Юноши, увлекая Харку, вихрем пронеслись по-над берегом и скрылись в лесу.
Потомки Серых Волков они могли бежать сутками, не останавливаясь отдохнуть. Известен случай в пещере, когда охотник бежал с известием четыре дня и ночи, упал на входе, сказав три слова, прежде, чем умереть:
– Будет Великое Примирение!
Длинноногий Харка легко бежал с копьем в руке – влёк охотничий пыл и времени было уйма в запасе: с наступлением темноты ему надо быть в пещере. Так приказал Хранитель. Гнилое болото – это не близко, но и не так уж далеко. Он успеет добежать и вернуться – взглянуть на упавшего в западню носорога. С ним ещё немало возни – достать, разделать и принести. Может быть, только к завтрашнему вечеру вернутся охотники с добычей. Он к тому времени станет Хранителем.
Топями называли мёртвый лес, когда выросший на торфянике. Скелеты белых берёз и чёрных осин, от кустарников нет и следа, а под ногами мягкий ворс пожелтевшего моха – вот что такое топи. А дальше болото. Между ними узкая полоска твёрдой земли, ставшая тропой кочующих животных. Здесь вырыли западню, и, наконец, она сработала.
Всё оказалось не так, как казалось. Охотники прятались за сухими деревьями, а на твёрдой земле страшный неведомый зверь поглощал их добычу. Стоя у западни, он опускал туда голову и рвал куски мяса из тела носорога огромной пастью с зубами больше, чем Харкина голова. Глубокие складки на длинной шее, но ещё глубже на животе.
Бездонное брюхо, подумал Харка, такому и носорога будет мало.
А охотники восклицали:
– Дух Болот! Дух Болот!
– Носорог его вызвал своим рёвом. Теперь не уйдёт, пока не сожрёт.

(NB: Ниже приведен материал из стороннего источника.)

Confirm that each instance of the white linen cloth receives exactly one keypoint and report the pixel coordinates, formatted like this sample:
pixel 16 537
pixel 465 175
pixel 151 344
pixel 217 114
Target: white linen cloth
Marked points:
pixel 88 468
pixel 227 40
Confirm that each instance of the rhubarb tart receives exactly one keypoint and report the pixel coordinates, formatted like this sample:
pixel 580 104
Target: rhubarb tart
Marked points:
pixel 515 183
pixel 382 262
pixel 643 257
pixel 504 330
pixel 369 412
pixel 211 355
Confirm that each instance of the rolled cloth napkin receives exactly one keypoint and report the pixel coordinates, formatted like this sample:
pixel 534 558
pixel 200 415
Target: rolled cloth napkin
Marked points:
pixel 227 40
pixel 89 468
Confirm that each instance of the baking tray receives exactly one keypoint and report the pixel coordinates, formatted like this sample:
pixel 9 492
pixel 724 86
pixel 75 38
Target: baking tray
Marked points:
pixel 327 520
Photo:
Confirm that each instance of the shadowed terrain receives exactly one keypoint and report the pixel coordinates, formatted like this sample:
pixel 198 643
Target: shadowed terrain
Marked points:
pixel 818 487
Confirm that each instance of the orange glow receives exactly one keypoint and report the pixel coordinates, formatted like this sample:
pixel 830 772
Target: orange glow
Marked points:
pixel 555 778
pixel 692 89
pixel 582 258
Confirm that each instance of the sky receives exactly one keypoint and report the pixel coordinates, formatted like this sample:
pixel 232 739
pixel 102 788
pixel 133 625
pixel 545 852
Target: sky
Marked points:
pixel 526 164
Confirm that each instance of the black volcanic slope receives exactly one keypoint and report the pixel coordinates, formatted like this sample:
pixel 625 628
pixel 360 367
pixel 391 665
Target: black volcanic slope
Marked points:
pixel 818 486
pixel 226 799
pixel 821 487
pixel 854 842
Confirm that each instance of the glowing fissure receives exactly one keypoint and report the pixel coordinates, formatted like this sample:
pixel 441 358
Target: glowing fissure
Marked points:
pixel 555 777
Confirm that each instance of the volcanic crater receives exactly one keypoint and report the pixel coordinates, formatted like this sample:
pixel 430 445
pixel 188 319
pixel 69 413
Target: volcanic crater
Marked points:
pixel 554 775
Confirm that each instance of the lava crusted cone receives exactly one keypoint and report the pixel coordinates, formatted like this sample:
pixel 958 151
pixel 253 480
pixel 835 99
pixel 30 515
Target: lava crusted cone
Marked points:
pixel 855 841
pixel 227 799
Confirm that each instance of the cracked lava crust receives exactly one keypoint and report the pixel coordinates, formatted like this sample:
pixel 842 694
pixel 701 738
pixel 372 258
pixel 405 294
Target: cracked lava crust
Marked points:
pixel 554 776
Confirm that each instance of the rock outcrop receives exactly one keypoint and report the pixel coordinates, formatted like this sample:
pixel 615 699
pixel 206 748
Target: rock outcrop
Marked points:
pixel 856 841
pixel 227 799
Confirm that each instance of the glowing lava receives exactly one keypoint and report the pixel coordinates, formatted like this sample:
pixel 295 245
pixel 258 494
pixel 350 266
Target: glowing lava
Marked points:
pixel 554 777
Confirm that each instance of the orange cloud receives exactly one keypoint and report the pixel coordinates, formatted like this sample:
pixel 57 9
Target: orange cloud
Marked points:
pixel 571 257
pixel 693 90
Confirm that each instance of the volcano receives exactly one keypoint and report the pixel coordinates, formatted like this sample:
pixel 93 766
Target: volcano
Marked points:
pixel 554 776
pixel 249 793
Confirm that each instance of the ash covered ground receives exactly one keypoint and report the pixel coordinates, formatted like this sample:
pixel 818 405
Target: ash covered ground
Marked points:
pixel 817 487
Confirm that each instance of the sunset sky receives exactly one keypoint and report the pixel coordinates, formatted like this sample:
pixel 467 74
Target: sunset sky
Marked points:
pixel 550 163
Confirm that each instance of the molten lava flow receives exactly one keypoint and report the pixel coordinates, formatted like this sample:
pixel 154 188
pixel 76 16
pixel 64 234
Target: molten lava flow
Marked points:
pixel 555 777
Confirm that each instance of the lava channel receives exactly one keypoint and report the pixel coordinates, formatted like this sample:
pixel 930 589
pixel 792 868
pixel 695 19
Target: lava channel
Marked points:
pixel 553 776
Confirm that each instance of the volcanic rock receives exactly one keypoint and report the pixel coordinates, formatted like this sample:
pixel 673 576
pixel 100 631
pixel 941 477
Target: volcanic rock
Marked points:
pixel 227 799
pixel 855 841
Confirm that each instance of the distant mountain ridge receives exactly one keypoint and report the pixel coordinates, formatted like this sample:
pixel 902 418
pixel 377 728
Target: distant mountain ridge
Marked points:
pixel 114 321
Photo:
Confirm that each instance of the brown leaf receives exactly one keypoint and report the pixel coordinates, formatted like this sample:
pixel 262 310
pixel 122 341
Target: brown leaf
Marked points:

– Надо попробовать огнём его отпугнуть.
Связали факелы, подожгли. Несколько охотников, размахивая ими, рискнули ближе подойти. Но Дух болота только рыкнул, качнулся в их сторону на трёхпалых ногах, и смельчаков будто ветром сдуло. От оброненных в мох факелов потянуло дымом.
– Может, он прогонит, – решила часть охотников. – Будем ждать.
– Ждите, если сами не сгорите, – сказали другие, – а мы возвращаемся. После этого чудища там уже нечего будет нести.
Харка под впечатлением увиденного брёл некоторое время в веренице охотников, а потом побежал – время поджимало.